Event Title

Age Detection Using Convolutional Neural Networks

Presenter Information

Chivin So, Lander UniversityFollow

Location

Breakout Session A: Computer and Data Sciences

CASB 102

Start Date

8-4-2022 1:45 PM

End Date

8-4-2022 2:00 PM

Description

Facial analysis from images has attracted a lot of attentiveness due to the fact that it helps solve many problems including targeting customers for a particular product, targeting ads for a specific group of customers, give more superior content recommendation as well as security field [1]. More importantly with age detection combined with facial recognition, it allows to track human activity and also monitor people’s health based on their age [3]. The main objective of this research is to detect their age from a facial image. Our research aims to develop an age classifier using Convolutional Neural Networks (CNNs) on TensorFlow. We are developing classification models using Jupiter notebooks on machine learning server provided by Lander University. CNNs are well-known to work tremendously well with classification tasks with image data [4]. Due to the nature of our classifier using facial images, we have chosen to employ CNNs in our models.
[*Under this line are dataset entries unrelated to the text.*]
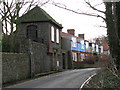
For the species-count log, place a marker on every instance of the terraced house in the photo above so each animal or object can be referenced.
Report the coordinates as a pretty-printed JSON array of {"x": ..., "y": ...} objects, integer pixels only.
[{"x": 39, "y": 36}]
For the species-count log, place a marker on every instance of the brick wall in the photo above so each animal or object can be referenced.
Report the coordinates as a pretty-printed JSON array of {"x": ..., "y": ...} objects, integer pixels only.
[{"x": 15, "y": 66}]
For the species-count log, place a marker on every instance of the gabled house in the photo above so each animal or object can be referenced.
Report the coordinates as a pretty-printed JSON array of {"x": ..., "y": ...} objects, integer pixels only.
[
  {"x": 44, "y": 32},
  {"x": 105, "y": 48},
  {"x": 77, "y": 46}
]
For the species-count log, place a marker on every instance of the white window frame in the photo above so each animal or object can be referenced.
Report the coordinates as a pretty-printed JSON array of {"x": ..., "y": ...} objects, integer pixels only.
[
  {"x": 82, "y": 44},
  {"x": 52, "y": 34},
  {"x": 74, "y": 42},
  {"x": 75, "y": 57},
  {"x": 57, "y": 35}
]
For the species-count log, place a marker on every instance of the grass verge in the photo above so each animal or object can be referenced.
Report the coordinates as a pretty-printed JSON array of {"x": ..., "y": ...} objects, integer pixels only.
[{"x": 103, "y": 79}]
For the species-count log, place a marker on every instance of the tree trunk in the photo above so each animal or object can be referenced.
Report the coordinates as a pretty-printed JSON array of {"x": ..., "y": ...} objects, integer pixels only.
[{"x": 118, "y": 32}]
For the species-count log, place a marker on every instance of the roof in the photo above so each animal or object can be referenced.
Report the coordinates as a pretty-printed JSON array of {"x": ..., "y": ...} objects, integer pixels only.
[
  {"x": 105, "y": 46},
  {"x": 38, "y": 14},
  {"x": 66, "y": 34}
]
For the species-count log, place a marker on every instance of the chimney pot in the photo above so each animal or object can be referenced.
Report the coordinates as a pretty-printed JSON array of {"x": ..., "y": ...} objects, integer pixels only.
[{"x": 71, "y": 31}]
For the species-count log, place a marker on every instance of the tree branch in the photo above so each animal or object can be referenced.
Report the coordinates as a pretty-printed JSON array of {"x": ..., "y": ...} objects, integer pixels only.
[
  {"x": 94, "y": 7},
  {"x": 88, "y": 14}
]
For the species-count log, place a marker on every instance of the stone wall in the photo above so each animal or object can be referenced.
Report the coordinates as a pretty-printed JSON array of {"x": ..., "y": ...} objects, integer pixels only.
[
  {"x": 41, "y": 62},
  {"x": 15, "y": 66}
]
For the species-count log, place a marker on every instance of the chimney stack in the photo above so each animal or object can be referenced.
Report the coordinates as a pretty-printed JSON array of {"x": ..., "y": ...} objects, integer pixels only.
[
  {"x": 81, "y": 36},
  {"x": 71, "y": 31}
]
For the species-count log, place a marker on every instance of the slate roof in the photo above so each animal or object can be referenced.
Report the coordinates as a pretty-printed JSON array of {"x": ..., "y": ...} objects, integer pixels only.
[
  {"x": 105, "y": 46},
  {"x": 37, "y": 14}
]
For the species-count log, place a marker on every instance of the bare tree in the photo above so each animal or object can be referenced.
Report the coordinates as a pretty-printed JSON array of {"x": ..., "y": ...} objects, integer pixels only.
[
  {"x": 10, "y": 13},
  {"x": 111, "y": 18}
]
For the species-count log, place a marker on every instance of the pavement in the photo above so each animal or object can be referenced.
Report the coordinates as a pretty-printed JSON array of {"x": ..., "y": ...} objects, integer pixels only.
[{"x": 67, "y": 79}]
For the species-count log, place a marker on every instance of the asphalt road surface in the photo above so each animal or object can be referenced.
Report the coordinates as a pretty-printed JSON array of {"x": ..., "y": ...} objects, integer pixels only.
[{"x": 66, "y": 79}]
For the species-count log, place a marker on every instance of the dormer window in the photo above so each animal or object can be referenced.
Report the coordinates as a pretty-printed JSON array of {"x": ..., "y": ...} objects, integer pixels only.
[
  {"x": 32, "y": 32},
  {"x": 57, "y": 36},
  {"x": 52, "y": 34}
]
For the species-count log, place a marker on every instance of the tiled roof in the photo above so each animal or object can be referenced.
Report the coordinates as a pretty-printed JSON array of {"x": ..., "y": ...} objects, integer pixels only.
[
  {"x": 38, "y": 14},
  {"x": 105, "y": 46},
  {"x": 66, "y": 34}
]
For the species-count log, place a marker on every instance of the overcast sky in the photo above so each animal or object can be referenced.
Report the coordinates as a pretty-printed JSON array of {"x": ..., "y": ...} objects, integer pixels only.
[{"x": 81, "y": 23}]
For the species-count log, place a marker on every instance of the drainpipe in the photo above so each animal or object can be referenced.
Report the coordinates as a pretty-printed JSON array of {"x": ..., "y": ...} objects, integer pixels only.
[
  {"x": 30, "y": 54},
  {"x": 31, "y": 65}
]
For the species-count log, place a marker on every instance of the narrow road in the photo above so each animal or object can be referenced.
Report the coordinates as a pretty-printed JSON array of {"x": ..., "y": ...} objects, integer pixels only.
[{"x": 67, "y": 79}]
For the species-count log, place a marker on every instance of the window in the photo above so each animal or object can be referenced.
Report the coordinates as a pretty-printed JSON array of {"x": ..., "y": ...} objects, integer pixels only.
[
  {"x": 82, "y": 44},
  {"x": 52, "y": 34},
  {"x": 57, "y": 36},
  {"x": 74, "y": 56},
  {"x": 73, "y": 42},
  {"x": 32, "y": 32},
  {"x": 82, "y": 57}
]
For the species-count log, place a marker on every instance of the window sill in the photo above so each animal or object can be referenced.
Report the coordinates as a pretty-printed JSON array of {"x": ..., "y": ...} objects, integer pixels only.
[{"x": 52, "y": 41}]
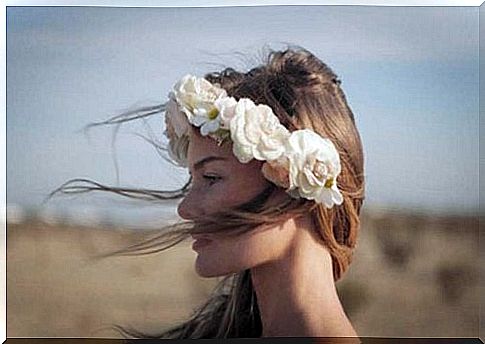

For this project, the research team built and combined the dataset from various sources online. Some of the famous ones include IMDB-WIKI dataset, Labeled Faces in the Wild (LFW) dataset and All-Age-Faces dataset [2]. We combined the UTKFace images from github [5] with facial-age dataset from Kaggle [6] and a subset of IMDB-WIKI consisting of 500k+ face images with age and gender labels [7]. We have integrated in a total of 43623 images for our research project. In order to achieve higher accuracy, we make the dataset even larger by using image data augmentation technique that creates extra images by zooming in/out, rotating, shifting, as well as flipping the original images. Our CNN model is an artificial neural network that consists of an input layer that takes image data, multiples of convolutional, pooling, dropout layers for image abstraction, a flatten layer and a dense layer for an output. The model is trained with the training image set and provides a reasonable accuracy. The idea is to get an initial benchmark on the model’s performance, and then incrementally try different CNN model structures, hyperparameter settings and techniques and to improve the performance [2]. Alongside, we are also developing an app for demo that captures an image from a webcam to classify the user’s age range. References to be provided.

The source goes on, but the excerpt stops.